Но кроткого, смирного лба простота пугает предчувствием сложным и грустным. О скромность холста, пока срок не пришел, невинность курка, пока пальцем не тронешь,. звериный, до времени спящий прыжок, нацеленный в близь, где играет звереныш. Как мускулы в ней высоко взведены, когда первобытным следит исподлобьем три тени родные, во тьму глубины запущенные виражом бесподобным. О девочка цирка, хранящая дом! Все ж выдаст болезненно звездная бледность во что ей обходится маленький вздох над бездной внизу, означающей бедность. Какие клинки покидают ножны, какая неисповедимая доблесть улыбкой ответствует гневу нужды, каменья ее обращая в съедобность? Как странно незрима она на свету, как слабо затылок ее позолочен, но неколебимо хранит прямоту прозрачный, стеклянный ее позвоночник. И радостно мне любоваться опять лицом ее, облаком неочевидным, и рученьку боязно в руку принять, как тронуть скорлупку в гнезде соловьином.

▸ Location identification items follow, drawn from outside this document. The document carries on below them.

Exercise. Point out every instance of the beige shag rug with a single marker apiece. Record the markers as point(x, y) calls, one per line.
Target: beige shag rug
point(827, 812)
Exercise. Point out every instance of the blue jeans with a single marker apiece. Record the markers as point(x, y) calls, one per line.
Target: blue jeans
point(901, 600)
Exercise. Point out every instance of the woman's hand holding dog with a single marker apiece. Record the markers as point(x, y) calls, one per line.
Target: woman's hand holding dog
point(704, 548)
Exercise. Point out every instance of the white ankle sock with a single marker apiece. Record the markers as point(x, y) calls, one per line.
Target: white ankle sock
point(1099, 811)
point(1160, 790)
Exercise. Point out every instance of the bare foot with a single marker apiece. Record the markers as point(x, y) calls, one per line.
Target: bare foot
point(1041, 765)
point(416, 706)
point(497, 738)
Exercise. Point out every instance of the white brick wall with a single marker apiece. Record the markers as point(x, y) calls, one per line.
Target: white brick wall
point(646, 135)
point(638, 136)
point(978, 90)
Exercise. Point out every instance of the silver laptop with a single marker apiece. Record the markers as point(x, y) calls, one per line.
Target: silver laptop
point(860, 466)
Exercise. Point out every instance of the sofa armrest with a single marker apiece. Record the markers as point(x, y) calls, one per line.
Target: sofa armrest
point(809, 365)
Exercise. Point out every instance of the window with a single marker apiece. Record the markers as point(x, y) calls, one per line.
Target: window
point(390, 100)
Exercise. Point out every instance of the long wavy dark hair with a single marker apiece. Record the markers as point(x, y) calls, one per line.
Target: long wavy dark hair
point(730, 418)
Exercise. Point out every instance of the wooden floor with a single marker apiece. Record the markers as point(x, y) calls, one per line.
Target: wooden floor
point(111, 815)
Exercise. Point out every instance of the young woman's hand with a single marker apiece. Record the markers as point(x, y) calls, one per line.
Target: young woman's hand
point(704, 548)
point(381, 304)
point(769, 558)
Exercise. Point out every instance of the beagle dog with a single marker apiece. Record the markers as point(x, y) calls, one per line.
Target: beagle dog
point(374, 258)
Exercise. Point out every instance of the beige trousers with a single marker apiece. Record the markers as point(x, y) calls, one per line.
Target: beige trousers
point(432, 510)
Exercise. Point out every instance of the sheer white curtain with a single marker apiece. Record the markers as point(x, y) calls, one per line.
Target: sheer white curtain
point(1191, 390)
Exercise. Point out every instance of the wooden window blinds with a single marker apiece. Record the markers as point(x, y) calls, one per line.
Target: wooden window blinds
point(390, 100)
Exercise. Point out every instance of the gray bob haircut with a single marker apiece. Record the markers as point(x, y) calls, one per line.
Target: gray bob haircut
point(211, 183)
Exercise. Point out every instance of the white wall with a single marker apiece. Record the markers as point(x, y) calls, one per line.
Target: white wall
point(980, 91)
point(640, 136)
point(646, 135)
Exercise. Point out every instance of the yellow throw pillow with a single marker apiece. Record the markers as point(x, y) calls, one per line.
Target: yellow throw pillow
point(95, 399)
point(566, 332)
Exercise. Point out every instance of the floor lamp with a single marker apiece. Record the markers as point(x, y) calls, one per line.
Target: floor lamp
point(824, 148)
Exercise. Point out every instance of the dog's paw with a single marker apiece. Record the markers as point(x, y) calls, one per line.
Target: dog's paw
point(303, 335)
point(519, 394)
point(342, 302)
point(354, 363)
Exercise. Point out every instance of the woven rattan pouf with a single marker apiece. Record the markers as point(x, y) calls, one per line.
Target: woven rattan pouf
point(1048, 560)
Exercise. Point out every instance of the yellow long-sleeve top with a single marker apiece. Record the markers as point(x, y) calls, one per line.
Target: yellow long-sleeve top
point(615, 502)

И я говорю: - О, давайте скорей кружиться в одной карусели отвесной, подставив горячие лбы под свирель, под ивовый дождь ее частых отверстий! Художник на бочке высокой сидит, как Пан, в свою хитрую дудку дудит.
Давайте, давайте кружиться всегда, и все, что случится, - еще не беда, ах, господи боже мой, вот вечеринка, проносится около уха звезда, под веко летит золотая соринка, и кто мы такие, и что это вдруг цветет акварели голубенький дух, и глина краснеет, как толстый ребенок, и пыль облетает с холстов погребенных, и дивные рожи румяных картин являются нам, когда мы захотим. Проносимся! И посреди тишины целуется красное с желтым и синим, и все одиночества душ сплочены в созвездье одно притяжением сильным.